University of Wisconsin–Madison

Western Ethiopia: does objective cluster analysis serve as a useful precursor to seasonal precipitation prediction at the local scale?

This statistical prediction tool is particularly useful for the target variable (predictand) in regions of high spatial-temporal variability. It is applied to the Jun-Sep (JJAS) seasonal precipitation in western Ethiopia, but the techniques can be generally applied to other hydroclimatic variables of interest.

Study Region

Large interannual variability and highly variable spatial patterns of JJAS seasonal precipitation add complexity to attribution and prediction. Teleconnected large-scale climate variables are shown to be influential, particularly El Niño–Southern Oscillation (ENSO) – warmer (colder) equatorial Pacific SST (from El Niño/La Niña) typically brings deficit (excess) JJAS seasonal total precipitation to the study region; however, the extent of influence varies from location to location.

Figure 1: Study region (framed) of Western Ethiopia and sample sites with June-September seasonal total precipitation (mm) time-series from 1983 to 2011. Circles indicate the precipitation in 1997 which is a strong El Niño year.

Figure 2: Spatial and temporal variability of June-September seasonal total precipitation in western Ethiopia: (a) spatial pattern of temporal-average, and (b) spatial-average time series.

Objective Cluster Analysis

Hierarchical and nonhierarchical (k-means) clustering techniques on a gridded dataset of JJAS seasonal precipitation for objective and automatic delineation are evaluated. For this application, k-means clustering method is found to be superior primarily because it produces much more stable cluster boundaries. The 8 homogeneous regions based on k-means cluster analysis are therefore used for subsequent prediction. Additional information on comparison of clustering techniques and objective selection of the number of cluster can be found in Zhang et al. (2016).

Figure 3: Regionalization map of 8 homogeneous regions based on k-means cluster analysis, marked by different colors, and with country boundary and river profile.

Potential Predictors Selection

Season-ahead (March-May) or month-ahead (May) large-scale climate variables, including sea surface temperature (SST), sea level pressure (SLP), geopotential height (GH) at 500mb, and surface air temperature (SAT), in physically relevant and justifiable regions are evaluated and selected as potential predictors.

Figure 4: Justifiable climate regions globally for selecting predictors: (a) For SLP and GH at 500 mb with regions including EP, ES, LO, AH, SH, MH, and AM. For SAT, only LO is included. (b) For SST with regions including EP, NI, SI, and AT. Note: EP – equatorial Pacific region, ES – Tahiti island for ENSO measurement, LO – local region, AH – Azores High, SH – St Helena High, MH – Mascarene High, AM – SW Asian Monsoon, NI – North Indian Ocean, SI – South Indian Ocean, AT – Equatorial/South Atlantic Ocean.
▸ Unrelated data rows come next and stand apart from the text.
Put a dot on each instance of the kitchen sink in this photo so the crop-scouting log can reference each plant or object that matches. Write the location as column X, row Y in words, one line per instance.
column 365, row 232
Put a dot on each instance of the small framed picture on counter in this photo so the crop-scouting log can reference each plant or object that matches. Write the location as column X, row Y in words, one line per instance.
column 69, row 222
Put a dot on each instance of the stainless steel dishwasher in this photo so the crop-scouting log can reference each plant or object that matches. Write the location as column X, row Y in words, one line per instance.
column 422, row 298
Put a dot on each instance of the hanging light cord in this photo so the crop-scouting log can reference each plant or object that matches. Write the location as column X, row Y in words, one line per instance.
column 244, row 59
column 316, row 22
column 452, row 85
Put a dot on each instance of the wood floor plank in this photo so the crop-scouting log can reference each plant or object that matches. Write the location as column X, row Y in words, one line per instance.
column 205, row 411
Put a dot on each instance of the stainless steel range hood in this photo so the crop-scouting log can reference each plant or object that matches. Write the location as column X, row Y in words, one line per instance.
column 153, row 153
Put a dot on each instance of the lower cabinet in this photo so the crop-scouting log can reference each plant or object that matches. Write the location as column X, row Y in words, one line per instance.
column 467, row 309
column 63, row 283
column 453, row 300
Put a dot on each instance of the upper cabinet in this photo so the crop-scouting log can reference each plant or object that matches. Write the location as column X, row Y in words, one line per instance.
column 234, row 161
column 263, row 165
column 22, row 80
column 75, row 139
Statistical Prediction Model

The top principal components of those potential predictors are used as predictors – the direct inputs into a multiple linear regression model. A statistical prediction model is built for each homogeneous region, producing a cluster-level prediction, which is then regressed to local-level (grid-level) prediction. This is compared against prediction without cluster analysis and dynamical prediction model outputs. Additional information can be found in Zhang et al. (in review).

*To avoid overfitting, the entire process including predictor selection and statistical modeling is processed using cross-validation.
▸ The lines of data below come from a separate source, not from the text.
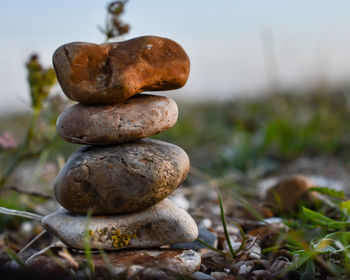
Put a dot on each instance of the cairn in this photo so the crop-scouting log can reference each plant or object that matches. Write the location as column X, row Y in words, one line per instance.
column 120, row 176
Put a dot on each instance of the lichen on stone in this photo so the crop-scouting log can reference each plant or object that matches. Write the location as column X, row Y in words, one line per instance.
column 119, row 239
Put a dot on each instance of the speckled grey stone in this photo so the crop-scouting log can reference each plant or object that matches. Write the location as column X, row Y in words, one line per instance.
column 141, row 116
column 164, row 223
column 124, row 178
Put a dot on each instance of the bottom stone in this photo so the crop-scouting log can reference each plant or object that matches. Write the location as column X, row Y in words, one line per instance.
column 153, row 263
column 162, row 224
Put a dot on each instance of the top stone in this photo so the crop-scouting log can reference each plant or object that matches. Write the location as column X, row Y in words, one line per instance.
column 111, row 73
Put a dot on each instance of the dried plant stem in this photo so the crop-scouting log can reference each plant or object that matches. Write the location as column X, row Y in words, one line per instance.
column 31, row 242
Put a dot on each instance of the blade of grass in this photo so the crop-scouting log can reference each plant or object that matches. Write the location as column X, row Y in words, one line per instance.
column 210, row 247
column 31, row 242
column 87, row 248
column 243, row 237
column 227, row 236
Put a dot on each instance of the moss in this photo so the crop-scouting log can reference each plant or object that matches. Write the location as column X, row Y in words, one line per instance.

Selected Prediction Results

The results show promises in the statistical model with cluster analysis as a precursor for some regions, compared to non-clustered statistical predictions and dynamical model predictions. Relatively poor prediction performance is evident in some locations such as southwestern Ethiopia, where the hydroclimatic processes that produce precipitation might be driven by local factors or other regional climate patterns rather than large-scale climate variables identified in this study. Discussions on predictions skills in different regions in connection to climatic mechanisms such as ENSO, Indian Ocean Monsoon, moisture transport affecting different parts of the study regions can be found in Zhang et al. (in review).


 ZHANG, Y., MOGES, S. & BLOCK, P. 2016. Optimal Cluster Analysis for Objective Regionalization of Seasonal Precipitation in Regions of High Spatial-Temporal Variability: Application to Western Ethiopia. Journal of Climate, 29, 3697-3717.

ZHANG, Y., MOGES, S. & BLOCK, P. in review. Does objective cluster analysis serve as a useful precursor to seasonal precipitation prediction at local scale? Application to western Ethiopia.